CAT 24. Capital letter A. Printed as the first letter of the First Tableau (from the Book of Genesis) in Taferelen der voornaamste geschiedenissen van het Oude en Nieuwe Testament. The Hague: Pieter de Hondt, 1728, 1:1. Melville Memorial Room, Berkshire Athenaeum.
This Capital letter A serves as the first letter of the First Tableau, from the Book of Genesis, in the 1728 Taferelen.
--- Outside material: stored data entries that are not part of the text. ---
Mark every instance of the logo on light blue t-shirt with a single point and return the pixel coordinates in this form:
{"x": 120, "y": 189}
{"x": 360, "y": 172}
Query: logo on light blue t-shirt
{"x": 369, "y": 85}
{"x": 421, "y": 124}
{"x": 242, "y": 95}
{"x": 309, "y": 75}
Although the chapter and verse are not included in this engraving, the image relates most directly to God creating, and Adam naming, the animals in Genesis 2:18-20: “[18] And the Lord God said, It is not good that the man should be alone; I will make him an help meet for him. [19] And out of the ground the Lord God formed every beast of the field, and every fowl of the air; and brought them unto Adam to see what he would call them: and whatsoever Adam called every living creature, that was the name thereof. [20] And Adam gave names to all cattle, and to the fowl of the air, and to every beast of the field; but for Adam there was not found an help meet for him.” [The text of this and subsequent Biblical passages in this section are from Melville’s personal copy of the King James Bible in the 1846 Philadelphia edition, with its italicizations preserved in my text.]
The Dutch commentary for this tableau identifies the male figure not as Adam but as God Himself (whose gesture here recalls that of Michelangelo’s God in the creation scene in the Sistine Chapel). The pairing of the rabbits, camels, and elephants in this image anticipates God’s command to Noah to “bring two of every sort” into the ark in Genesis 6:14. DAER, the most prominent word on the verso of Melville’s image, is the first word of the sentence DAER ZIJ LICHT (Let there be Light) from Genesis 1:1-3. Father Saurin invites his reader to “Ask the beasts, and each and every one of them will teach us . . . that all things, visible and visible, that are in the heavens and on the earth, exist and are created by God’s will.” [Here as in subsequent entries, all translations from, and interpretations of, the Dutch text are from Lynn de Graaf.]
Melville’s closest prose counterpart to the spirit and image of this First Tableau appears in chapter 3 of Mardi (“A King for a Comrade”): “King Noah! God bless him! fathered us all. Then hold up your heads, oh ye Helots, blood potential flows through your veins. All of us have monarchs and sages for kinsmen; nay, angels and archangels for cousins; since in the antediluvian days, the sons of God did verily wed with our mothers, the irresistible daughters of Eve. Thus all generations are blended: and heaven and earth of one kin: the hierarchies of seraphs in the uttermost skies; the thrones and principalities in the zodiac; the shades that roam throughout space; the nations and families, flocks and folds of the earth; one and all, brothers in essence—oh, be we then brothers indeed! All things form but one whole; the universe a Judea, and God Jehovah its head” (NN M 12). This “God Jehovah” in Mardi is the prose equivalent of the male figure bisected by the letter A in the initial capital letter from the Taferelen.